Re: [Autotest] [RFC] adding hardware inventory to autotest

Nishanth Aravamudan Thu, 31 May 2012 14:58:14 -0700

Hi Dan,

On 31.05.2012 [04:56:58 +0000], DeFolo, Daniel wrote:
> Nish and Lucas,
> 
> I and a few members of my team have a lot of experience doing HW
> attrib style test scheduling so please feel free specifically bring me
> and Chris Nelson into future detailed discussions for the scheduling
> part of this discussion.  We are both pretty new to Linux still so you
> probably no better than us how to get the attrib info, but we might
> have some ideas in the space of adding some tables and implementing
> queries to schedule jobs in this way.


First off -- thanks a ton for your very in-depth replies!

> Just FYI, we called our prior solution constraints based scheduling
> (as in HW  and SW constraints being options) and had support for
> constraints being both hard and soft.  The idea was that a hard
> constraint was similar to the autotest "only if needed" labels in that
> if a job didn't request a hard constraint explicitly it wouldn't be
> considered to match the host.  I think I like your terminology (only
> if needed) better, and think it could equally be applied to HW
> attribute scheduling as for label based scheduling.  That said, this
> would need to be a per-host & per-attribute setting, and not applied
> to every host that has the attribute (as opposed to how "only if
> needed" is currently a label specific attribute that would apply to
> every host that uses that label).   Does that makes sense?

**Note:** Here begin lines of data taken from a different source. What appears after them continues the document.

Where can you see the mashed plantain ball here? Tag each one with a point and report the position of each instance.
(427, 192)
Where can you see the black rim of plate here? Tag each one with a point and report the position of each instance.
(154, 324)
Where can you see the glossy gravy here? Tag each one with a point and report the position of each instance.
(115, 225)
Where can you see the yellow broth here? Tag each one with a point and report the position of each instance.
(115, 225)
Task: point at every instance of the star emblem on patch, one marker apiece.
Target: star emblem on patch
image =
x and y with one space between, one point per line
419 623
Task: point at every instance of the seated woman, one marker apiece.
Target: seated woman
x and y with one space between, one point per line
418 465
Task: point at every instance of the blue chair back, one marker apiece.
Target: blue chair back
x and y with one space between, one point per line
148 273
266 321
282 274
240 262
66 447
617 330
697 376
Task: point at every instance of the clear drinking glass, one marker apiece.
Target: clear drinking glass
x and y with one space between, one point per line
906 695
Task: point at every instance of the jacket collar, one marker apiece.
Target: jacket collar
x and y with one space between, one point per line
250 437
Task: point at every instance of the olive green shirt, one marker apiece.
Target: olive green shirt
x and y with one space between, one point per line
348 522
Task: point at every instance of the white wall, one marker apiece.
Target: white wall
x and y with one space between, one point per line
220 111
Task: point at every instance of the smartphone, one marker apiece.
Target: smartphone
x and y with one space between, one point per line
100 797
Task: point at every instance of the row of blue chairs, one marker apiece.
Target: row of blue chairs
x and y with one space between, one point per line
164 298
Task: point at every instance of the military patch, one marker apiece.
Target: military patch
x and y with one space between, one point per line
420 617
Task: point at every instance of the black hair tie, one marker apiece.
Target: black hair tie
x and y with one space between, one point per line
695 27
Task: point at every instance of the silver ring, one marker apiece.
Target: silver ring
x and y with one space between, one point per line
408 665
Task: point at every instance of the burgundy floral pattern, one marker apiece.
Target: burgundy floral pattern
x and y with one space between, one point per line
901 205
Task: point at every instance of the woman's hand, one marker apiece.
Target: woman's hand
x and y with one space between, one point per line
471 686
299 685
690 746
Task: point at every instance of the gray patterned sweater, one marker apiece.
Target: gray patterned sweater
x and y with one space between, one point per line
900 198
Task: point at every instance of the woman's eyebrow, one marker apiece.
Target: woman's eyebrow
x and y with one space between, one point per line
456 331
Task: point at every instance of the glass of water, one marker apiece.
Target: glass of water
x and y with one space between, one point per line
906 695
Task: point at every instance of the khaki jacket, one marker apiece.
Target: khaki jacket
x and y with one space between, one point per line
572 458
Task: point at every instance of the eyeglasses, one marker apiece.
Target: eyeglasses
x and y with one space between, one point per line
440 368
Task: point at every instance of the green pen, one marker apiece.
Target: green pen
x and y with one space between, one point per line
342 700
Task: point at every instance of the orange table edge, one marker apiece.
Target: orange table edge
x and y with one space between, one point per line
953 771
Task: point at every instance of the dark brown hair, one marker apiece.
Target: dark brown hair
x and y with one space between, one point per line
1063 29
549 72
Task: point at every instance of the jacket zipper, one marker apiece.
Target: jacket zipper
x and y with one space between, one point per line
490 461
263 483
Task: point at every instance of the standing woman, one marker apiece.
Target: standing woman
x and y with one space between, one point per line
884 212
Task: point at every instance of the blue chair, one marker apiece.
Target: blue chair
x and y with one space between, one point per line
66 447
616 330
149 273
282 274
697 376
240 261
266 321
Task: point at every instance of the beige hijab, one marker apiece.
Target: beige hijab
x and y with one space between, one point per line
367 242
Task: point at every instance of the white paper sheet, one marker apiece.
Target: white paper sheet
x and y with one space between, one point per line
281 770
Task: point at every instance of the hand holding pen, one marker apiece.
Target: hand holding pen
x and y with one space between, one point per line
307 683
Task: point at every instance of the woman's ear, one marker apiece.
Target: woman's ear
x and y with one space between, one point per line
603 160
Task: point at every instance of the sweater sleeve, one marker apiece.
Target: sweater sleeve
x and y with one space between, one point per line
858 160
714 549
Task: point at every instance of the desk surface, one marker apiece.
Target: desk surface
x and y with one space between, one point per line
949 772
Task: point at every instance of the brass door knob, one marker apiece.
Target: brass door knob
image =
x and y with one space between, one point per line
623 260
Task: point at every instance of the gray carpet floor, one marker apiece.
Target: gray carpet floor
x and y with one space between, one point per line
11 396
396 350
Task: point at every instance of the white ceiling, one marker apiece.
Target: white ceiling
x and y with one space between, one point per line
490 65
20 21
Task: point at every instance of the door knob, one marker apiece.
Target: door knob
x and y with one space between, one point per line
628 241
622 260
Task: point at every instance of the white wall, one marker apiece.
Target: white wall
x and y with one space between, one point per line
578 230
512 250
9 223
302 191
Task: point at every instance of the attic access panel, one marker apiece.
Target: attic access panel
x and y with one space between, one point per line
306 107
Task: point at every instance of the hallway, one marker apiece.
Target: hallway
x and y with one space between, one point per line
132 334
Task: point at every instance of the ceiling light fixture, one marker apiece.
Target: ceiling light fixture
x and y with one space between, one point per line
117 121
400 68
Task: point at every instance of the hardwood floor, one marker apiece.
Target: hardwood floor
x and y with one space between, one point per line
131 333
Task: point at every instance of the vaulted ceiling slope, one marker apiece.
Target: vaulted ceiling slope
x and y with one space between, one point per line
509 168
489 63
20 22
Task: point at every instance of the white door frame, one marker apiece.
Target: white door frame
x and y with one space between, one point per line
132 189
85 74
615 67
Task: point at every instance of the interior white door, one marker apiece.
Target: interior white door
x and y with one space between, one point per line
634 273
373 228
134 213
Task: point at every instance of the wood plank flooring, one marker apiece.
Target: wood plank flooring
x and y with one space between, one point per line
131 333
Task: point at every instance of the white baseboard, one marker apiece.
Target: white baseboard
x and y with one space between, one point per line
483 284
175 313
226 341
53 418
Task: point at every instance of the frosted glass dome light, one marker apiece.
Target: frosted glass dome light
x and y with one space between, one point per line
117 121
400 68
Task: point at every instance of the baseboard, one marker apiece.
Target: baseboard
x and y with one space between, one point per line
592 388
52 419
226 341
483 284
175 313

Just to be clear, "only if needed" is the setting you mean? I've not
actually played much with labels. I'll need to look at the code and
think over what you wrote more.

> See below for more comments.
> 
> -Dan DeFolo
> 
> > -----Original Message-----
> > From: [email protected] [mailto:autotest-
> > [email protected]] On Behalf Of Nishanth Aravamudan
> > Sent: Wednesday, May 16, 2012 2:51 PM
> > To: [email protected]
> > Cc: [email protected]
> > Subject: [Autotest] [RFC] adding hardware inventory to autotest
> > 
> > Hi everyone,
> > 
> > Lucas and I were discussing a new feature that I think would be very useful
> > for Autotest: hardware inventory.
> > 
> > With the upcoming/ongoing feature to add tighter Cobbler support to
> > Autotest I, at least, have a need to know what kinds of machines are
> > available to run jobs on. I want to know things like: CPU information, 
> > amount
> > of memory, PCI devices, etc.
> > 
> >  - My initial proposal is to use lshw to acquire information from
> >    running systems.
> >    - An alternative would be smolt. I've found some issues with the
> >      distribution versions of smolt on ppc64, at least.
> >    - In theory, we could have a pluggable infrastructure, much like the
> >      install_server support itself, and the administrator could specify
> >      how to obtain the information.
> 
> That makes sense to me.  One thing to consider is subdividing the
> inventory commands as makes sense by category to the average user and
> just return back a dictionary of attributes.  For example, if the
> inventory interface command were called hwprobe I could imagine
> calling something like this to get CPU info:

Yeah, I think returning dictionaries is the most sensible option. I like
the idea of breaking up the information (as it might come from multiple
locations) by type.

> hwprobe -t cpu
> 
> { 'cpu_model: 'Intel(R) Xeon(R) CPU           X5550' ,
>   'cpu_speed': '2.27GHz',
>   'cpu_cores': 16,
> ....
> }
> 
> Admins could add new categories of things to probe as well as control
> where the information for each category of probe should come from. 
> 
> Also, there should be some standard default value to report (e.g.
> Unknown, "", None, ??, etc) when the architecture specific probing
> logic isn't able to come up with a value for an expected field.

Agreed.

> Finally, there should be some normalization logic for the size and
> speed attributes so they are all stored using standard units.  For
> example, convert all CPU speeds to GHz before story, all memory sizes
> to either MB or GB (probably MB), all disk sizes to GB, etc.  This is
> the one thing that perhaps shouldn't completely be up to admins.  At
> most, before recording their values into the DB they should be
> normalized.   I'll comment more on this later.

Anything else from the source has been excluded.